Hi Jonathan
For reviews, we have a tool (fedora-review) which runs licensecheck
recursively in the source tree. Fedora-review then prints out the
detected licenses in the license headers of the files and the
reviewer/packager is asked to compare these licenses with the actual
license declared by the project resp. in the package metadata (i.e. the
spec file).
So I suppose that typically people expect that each source file contains
a license header (from my point of view this also makes sense if
individual files are reused outside of the project).
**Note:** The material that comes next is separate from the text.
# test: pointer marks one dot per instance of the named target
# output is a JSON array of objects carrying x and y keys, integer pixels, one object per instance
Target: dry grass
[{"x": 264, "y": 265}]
But it is not a
review-blocking issue, our guidelines simply ask us to raise the issue
upstream.
Thanks
Sandro
On 05.07.2016 11:40, Jonas Smedegaard wrote:
Hi Sandro,
Thanks for the bugreport, and thanks a lot for packaging licensecheck
for Fedora - moving it to CPAN was done *exactly* to ease redistribution
also outside of Debian :-D
Comments below the quote...
Quoting Sandro Mani (2016-07-05 09:24:31)
Package: licensecheck
Version: 3.0.1
The following issue was raised during review of the Fedora package [1]:
These source files are without license headers:
App-Licensecheck-v3.0.1/bin/licensecheck
App-Licensecheck-v3.0.1/lib/App/Licensecheck.pm
Please, ask to upstream to confirm the
licensing of code and/or content/s, and ask to add license headers
https://fedoraproject.org/wiki/Packaging:LicensingGuidelines?rd=Packaging/LicensingGuidelines#License_Clarification
COPYRIGHT states clearly that bin/licensecheck and lib/App/Licensecheck.pm are
GPL-3.0, but it would not harm to add license headers also?
[1] https://bugzilla.redhat.com/show_bug.cgi?id=1352667#c5
The issue you raise here puzzles me, however: What licensing information
more specifically do you (or others in Fedora) believe is missing from
those three files?
Is it perhaps that you/they feel that licensing statements in a _header_
comment are somehow superior to statements embedded in POD (commonly
placed near the bottom for Perl modules)?
NB! Please beware that license scanners - both licensecheck and (it
seems, but I am only guessing) rpmlint - can be only advisory, and if in
doubt you should read the actual code yourself.